Po pierwszej części sezonu zasadniczego Zooleszcz Gwiazda plasuje się w strefie spadkowej (przedostatnie miejsce z 11 pkt).
- Pięć meczów przegraliśmy 2:3, a w czterech z nich prowadziliśmy 2:1 [m.in. z Polonią - przyp. red.]. Mam nadzieję, że limit pecha na ten sezon już wyczerpaliśmy - mówi Zbigniew Leszczyński, menedżer i główny sponsor bydgoskiej ekipy.

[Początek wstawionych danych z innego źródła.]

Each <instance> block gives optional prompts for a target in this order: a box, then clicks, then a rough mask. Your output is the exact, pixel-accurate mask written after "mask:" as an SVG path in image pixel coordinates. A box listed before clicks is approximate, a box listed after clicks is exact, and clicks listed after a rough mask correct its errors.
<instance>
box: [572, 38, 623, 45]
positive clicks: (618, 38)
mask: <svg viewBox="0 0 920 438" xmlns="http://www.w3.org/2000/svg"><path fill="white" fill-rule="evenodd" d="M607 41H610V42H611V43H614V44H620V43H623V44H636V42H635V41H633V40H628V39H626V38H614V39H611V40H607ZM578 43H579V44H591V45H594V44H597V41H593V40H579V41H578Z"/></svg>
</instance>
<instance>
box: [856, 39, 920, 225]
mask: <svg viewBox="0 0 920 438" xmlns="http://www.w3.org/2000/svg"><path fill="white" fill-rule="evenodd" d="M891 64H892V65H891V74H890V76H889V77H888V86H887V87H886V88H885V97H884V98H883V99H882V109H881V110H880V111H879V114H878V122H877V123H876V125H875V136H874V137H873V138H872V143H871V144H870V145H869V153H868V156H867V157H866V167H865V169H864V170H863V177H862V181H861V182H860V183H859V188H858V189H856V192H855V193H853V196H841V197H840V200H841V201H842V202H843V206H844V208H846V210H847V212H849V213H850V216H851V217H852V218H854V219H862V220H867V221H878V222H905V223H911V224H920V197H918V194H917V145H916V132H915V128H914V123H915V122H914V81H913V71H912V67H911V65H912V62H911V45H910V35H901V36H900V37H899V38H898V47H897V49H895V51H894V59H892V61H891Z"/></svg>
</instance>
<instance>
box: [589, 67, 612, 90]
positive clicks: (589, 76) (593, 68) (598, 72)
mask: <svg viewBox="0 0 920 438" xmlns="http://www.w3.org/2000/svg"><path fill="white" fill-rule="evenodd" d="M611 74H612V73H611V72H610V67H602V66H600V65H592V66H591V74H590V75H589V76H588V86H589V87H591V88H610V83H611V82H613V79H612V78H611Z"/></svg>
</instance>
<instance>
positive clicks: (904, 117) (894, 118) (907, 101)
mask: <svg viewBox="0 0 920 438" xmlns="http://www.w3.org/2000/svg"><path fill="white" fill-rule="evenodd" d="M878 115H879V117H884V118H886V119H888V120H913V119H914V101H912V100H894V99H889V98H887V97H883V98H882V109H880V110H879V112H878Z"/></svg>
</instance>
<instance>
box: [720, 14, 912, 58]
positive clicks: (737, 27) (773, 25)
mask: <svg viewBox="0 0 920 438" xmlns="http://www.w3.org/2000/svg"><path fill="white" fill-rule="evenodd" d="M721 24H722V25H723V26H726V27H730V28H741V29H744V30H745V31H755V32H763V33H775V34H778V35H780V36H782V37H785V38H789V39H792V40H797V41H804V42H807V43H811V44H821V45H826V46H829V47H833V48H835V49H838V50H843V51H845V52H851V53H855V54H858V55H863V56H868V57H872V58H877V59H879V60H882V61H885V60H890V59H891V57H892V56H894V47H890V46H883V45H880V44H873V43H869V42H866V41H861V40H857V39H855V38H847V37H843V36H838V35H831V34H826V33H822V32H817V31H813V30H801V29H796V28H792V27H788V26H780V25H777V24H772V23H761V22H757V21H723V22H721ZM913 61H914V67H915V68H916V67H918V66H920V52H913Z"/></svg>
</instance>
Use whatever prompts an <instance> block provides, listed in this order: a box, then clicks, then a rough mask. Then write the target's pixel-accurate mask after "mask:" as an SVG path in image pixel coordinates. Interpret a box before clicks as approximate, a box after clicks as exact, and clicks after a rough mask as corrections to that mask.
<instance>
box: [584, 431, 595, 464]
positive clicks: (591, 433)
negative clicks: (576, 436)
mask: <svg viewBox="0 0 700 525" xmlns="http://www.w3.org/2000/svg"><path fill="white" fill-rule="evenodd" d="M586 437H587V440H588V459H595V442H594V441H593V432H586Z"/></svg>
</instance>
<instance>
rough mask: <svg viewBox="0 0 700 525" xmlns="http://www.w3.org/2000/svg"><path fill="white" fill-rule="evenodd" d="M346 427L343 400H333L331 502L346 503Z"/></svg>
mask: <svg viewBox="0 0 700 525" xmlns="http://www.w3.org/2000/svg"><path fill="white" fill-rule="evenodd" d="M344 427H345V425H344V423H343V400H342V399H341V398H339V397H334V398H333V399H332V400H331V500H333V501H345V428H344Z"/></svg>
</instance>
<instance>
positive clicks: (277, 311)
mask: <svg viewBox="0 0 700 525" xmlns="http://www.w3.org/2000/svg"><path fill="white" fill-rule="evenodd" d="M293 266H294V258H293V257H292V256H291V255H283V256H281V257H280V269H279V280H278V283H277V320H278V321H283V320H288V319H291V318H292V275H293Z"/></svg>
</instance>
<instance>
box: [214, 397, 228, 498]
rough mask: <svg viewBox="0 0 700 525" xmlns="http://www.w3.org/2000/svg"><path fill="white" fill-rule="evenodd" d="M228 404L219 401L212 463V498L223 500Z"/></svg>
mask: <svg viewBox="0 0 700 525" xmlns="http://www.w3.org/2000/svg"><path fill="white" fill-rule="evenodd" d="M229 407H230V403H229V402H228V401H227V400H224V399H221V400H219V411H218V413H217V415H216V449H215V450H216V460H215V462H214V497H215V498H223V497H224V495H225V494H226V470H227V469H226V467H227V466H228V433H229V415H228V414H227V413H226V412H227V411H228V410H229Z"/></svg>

Dziś, na otwarcie rundy rewanżowej, domowy mecz z Polonią Bytom, która jest na trzecim miejscu od końca i wyprzedza Zooleszc gwiazdę ledwie o 1 oczko. To będzie więc spotkanie o „6 punktów”!
Leszczyński wystawia silny skład z Hindusem Sathiyanem Gnanasekaranem oraz Rosjaninem Wiaczesławem Burowem na czele. Wśród gości najprawdopodobniej zabraknie Pawła Chmiela (uraz barku).
Od połowy lutego nasza ekipa będzie jeszcze silniejsza, bo do drużyny dołączyć ma 22-letni Chińczyk Cai Wei.
- Nie ukrywam, że bardzo na niego liczę. Cai Wei jest podstawowym graczem w chińskiej Superlidze - mówi Zbigniew Leszczyński. - Rok temu mieliśmy Zhai Chao, który w rodzimej lidze był rezerwowym, ale u nas spisywał się dobrze i dzięki niemu pięliśmy się w górę tabeli. Mam nadzieję, że z Cai Wei będzie podobnie.